Lecture 5

Multivariate Visualization

A picture is worth a thousand words. This may be especially true in statistics. While plotting univariate or even bivariate data is not too difficult, and we can learn much from such plots, multivariate data is much more difficult to visualize effectively. We often have a number of variables in a data set and we want to learn as much as we can about their relationships. We explore some techniques here.

One reason why many data analysts use R is because R can create graphics that are both informative and visually appealing without too much effort or time (if you use the right packages and know what you are doing). For the next two lectures, we will explore methods for visualizing multivariate data using three dominant plotting tools: base R plotting, plotting using the lattice package, and plotting using the ggplot2 package. This first lecture discusses base R plotting.

Base R Plotting

R comes built in with functions for plotting, the primary one being the plot() function, which we have seen before. It is a generic function that will often pick the right plot for the object passed to it. That said, we do have control over how to make a plot using base R.
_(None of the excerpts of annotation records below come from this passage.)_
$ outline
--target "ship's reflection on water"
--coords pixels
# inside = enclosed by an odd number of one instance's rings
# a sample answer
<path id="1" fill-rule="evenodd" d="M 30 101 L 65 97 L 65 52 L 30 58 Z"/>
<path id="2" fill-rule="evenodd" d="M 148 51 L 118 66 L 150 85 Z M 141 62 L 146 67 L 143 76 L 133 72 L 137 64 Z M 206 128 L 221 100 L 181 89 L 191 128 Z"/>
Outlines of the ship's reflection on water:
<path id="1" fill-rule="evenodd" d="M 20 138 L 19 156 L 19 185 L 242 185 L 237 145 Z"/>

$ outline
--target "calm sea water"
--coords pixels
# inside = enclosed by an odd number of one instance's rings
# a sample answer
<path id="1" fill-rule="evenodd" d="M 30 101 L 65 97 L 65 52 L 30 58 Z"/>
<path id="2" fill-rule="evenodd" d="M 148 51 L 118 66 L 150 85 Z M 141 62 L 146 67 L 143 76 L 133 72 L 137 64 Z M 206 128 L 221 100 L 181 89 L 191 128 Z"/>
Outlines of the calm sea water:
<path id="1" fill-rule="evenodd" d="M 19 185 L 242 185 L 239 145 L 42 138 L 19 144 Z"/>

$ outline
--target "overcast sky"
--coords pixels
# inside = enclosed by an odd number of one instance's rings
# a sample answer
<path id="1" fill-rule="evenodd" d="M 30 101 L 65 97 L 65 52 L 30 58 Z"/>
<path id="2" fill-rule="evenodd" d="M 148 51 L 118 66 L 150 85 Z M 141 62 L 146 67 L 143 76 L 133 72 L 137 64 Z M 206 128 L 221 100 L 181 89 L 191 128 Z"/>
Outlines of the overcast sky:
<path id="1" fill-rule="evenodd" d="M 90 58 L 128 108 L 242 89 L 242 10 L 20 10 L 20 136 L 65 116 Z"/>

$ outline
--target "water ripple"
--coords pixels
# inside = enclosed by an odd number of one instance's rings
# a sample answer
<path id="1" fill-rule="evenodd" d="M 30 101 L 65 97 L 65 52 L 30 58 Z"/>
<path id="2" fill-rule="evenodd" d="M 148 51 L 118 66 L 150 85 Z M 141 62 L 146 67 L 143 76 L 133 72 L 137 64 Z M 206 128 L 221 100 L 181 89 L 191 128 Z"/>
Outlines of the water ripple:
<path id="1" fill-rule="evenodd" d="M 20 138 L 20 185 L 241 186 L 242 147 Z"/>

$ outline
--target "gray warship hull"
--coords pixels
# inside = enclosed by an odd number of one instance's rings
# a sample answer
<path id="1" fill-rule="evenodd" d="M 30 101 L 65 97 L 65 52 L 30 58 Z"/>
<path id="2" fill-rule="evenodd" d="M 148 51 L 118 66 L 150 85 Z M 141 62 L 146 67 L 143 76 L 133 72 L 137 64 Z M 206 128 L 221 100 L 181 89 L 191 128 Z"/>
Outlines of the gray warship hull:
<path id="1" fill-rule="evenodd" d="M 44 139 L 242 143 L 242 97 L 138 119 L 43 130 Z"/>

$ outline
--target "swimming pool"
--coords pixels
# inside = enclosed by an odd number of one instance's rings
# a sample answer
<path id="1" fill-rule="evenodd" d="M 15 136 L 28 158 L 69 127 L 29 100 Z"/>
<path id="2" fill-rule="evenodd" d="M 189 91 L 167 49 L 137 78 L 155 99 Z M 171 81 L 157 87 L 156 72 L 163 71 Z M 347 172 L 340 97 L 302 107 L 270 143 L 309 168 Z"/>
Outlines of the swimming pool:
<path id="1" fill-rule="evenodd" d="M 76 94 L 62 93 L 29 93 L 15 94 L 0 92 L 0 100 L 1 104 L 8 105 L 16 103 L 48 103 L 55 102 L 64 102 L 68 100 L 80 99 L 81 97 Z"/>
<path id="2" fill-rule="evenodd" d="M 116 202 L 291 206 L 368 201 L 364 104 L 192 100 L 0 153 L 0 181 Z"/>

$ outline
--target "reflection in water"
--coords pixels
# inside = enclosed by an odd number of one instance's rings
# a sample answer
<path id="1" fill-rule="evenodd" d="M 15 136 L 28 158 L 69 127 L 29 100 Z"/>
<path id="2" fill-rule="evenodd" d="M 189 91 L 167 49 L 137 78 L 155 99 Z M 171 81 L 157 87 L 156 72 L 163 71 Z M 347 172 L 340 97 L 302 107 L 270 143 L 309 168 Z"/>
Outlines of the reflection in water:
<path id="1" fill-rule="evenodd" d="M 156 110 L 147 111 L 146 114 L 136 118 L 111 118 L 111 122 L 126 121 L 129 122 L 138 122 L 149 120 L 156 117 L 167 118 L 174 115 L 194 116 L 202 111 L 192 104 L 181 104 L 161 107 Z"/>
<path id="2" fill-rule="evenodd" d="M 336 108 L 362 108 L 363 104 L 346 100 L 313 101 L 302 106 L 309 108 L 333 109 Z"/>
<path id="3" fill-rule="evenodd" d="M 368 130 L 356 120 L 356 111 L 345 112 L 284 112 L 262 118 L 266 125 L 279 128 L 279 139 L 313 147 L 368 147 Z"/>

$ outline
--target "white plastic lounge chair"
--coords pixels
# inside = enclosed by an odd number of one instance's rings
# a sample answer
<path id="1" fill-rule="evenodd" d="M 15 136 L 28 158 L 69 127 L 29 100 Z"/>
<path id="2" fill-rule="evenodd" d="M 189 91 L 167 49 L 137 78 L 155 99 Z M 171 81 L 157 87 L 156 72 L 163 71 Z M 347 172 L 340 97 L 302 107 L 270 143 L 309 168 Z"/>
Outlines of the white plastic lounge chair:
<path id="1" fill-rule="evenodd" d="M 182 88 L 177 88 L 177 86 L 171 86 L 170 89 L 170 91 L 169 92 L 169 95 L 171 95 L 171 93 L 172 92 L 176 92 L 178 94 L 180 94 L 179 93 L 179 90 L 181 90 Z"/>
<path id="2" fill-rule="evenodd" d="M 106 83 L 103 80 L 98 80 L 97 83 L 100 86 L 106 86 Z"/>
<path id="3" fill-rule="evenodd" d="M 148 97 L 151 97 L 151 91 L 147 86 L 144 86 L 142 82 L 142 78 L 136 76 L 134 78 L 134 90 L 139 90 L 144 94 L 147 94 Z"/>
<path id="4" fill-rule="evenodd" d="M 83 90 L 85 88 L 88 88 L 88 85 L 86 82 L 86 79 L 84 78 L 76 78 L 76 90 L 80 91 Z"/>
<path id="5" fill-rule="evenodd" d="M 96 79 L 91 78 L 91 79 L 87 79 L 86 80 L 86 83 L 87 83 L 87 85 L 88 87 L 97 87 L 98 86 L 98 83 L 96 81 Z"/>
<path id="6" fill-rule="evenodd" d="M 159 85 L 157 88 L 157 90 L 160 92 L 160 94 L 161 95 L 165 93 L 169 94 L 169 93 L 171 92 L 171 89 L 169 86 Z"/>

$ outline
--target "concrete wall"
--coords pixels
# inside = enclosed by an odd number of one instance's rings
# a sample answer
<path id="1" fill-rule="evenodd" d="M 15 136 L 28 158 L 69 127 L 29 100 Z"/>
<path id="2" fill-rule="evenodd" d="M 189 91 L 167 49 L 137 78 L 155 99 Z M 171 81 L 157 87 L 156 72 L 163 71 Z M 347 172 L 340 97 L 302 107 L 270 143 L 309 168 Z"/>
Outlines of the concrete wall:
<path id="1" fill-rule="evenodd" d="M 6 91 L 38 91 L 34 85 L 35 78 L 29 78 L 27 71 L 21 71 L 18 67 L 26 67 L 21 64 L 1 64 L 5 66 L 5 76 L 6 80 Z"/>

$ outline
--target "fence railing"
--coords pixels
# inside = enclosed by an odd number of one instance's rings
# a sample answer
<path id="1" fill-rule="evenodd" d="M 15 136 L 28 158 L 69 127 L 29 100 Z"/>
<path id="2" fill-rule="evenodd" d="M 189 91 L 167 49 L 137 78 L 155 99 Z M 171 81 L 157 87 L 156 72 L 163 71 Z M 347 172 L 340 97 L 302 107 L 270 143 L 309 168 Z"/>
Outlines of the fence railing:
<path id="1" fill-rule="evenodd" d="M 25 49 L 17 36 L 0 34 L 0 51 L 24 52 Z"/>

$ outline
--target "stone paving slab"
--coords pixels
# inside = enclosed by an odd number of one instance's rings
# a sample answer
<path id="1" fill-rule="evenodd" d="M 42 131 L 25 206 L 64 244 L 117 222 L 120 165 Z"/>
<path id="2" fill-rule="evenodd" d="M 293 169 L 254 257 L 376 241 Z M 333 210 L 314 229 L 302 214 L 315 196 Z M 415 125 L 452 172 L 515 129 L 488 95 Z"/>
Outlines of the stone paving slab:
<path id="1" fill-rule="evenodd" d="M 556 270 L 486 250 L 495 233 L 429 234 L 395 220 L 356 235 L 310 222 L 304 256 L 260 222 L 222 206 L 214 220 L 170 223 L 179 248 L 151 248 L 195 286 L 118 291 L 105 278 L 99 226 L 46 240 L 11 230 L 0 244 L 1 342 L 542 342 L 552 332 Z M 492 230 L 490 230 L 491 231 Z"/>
A scatterplot plots each data point as an ordered \((x,y)\) pair, with \(x\) being the value of the variable corresponding to \(x\) for each data point, and \(y\) the value for the corresponding \(y\) variable. Thus scatterplots are useful for visualizing bivariate data.

We can make scatterplots using base R with plot(x, y), where x and y are numeric vectors containing the x and y coordinates to plot, respectively. The plot created by default will be a scatter plot, though there are many parameters for plot() that will change not only whether a scatterplot is drawn but other characteristics of the resulting plot, such as the extent of the axes, the character of the points, axis labels, and many others.

Suppose we wished to compare the sepal length of iris flowers to the petal length of iris flowers in the iris data set. We could do so in base R with the following:

plot(iris$Sepal.Length, iris$Sepal.Width)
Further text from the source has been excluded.